Kim is one of 12 artists in the 12×12 artist salon series at SECCA, which presents a dozen artists from North Carolina, the nation’s 12th state. Curator Cora Fisher worked with a team of guest curators to pick the participants for the series, which runs through the spring of 2017. Each month’s artist opens with a casual salon talk, culminating in a final collaborative show with pieces from all artists involved.
Kim’s surreal approach can seem sterile upon first glance, but there’s some not-so-hidden, menacing subtext under the familiar backdrops, such as in “Polka Dot Dress,” set at a fairy tale-esque wooded babbling brook and featuring a rumpled dress abandoned in the foreground, hinting at some dark event that may have taken place just before the photographer arrived.
Visitors are encouraged to think of the series as pop-up mini exhibits, which makes sense seeing as SECCA’s Preview Gallery space is rather limited compared to the expansive architecture of the rest of the museum. It’s essentially a small and low-ceilinged extension of the atrium, which permits a less solemn vibe to take over the room.
That complements Kim’s brightly colored photographs on themes of identity, migration and belonging — though she didn’t always focus on fine-art photography. Before earning her MFA from UNC Chapel Hill in 2015, Kim studied photography in her native South Korea and then earned another bachelor’s degree from the School of the Art Institute of Chicago.
“Before moving to North Carolina, I was interested in documentary style,” Kim said in an interview.
Growing up in South Korea, Kim’s father ran his own business, and employed immigrants from other Asian countries. The beginning of her interest in photography intersected with her interest in the workers’ stories, she said.
“At that time I [was] interested in understanding and representing people’s lives in various societies,” she said.
She remembered first beginning to try her hand at photography 10 years ago, using her grandfather’s Canon, and pursuing street photography. Her street savvy served her well when she moved to Chicago and encountered sharp sensations of displacement and estrangement.
“At first, it’s really hard,” Kim said. “I was still learning English. I dragged around a camera to talk to other people with a camera and a tripod.”
In that way, photography was her second language.
“That’s why I was a street photographer,” she said.
“Taking photos, it’s another language to connect.”
Kim shared a story of crossed cultural wires that took place with her friend while studying at the School of the Art Institute of Chicago. The two of them went on a photo field trip, driving to Northern Illinois in search of stories. They picked a house at random and walked right up to the front porch.
“I didn’t know [this] was weird,” Kim said.
No harm done. Turns out the man who answered the door was a ham radio enthusiast who, upon being solicited for stories, took the pair down into his basement to show all of his radio equipment.
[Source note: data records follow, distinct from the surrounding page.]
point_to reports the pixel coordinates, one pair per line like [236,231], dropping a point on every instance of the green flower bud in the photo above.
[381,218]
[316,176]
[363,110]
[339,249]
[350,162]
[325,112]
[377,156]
“He was such a great guy,” she said.
Serendipitous moments like this are the reason Kim enjoys her medium, adding that she has the ability to represent different pieces of a cultural tapestry in her work.
Today, she isn’t in any strangers’ basements. She’s in Long Island City for her second artist residency in New York state, the first having been in 2014 at the Center for Photography at Woodstock, and now with the plainly named Artist Residency Program New Work.
At Woodstock, one of the best things about her time there was the assistance she received from fellow resident artists and director Ariel Shanberg in conceptualizing the Re-Figure series.
Another small perk of the Woodstock residency?
“They pay for everything,” Kim said with a small laugh.
Spoken like a true artist.
Mijoo Kim’s 12×12 pop-up exhibit runs at SECCA’s Preview Gallery in Winston-Salem through May 15.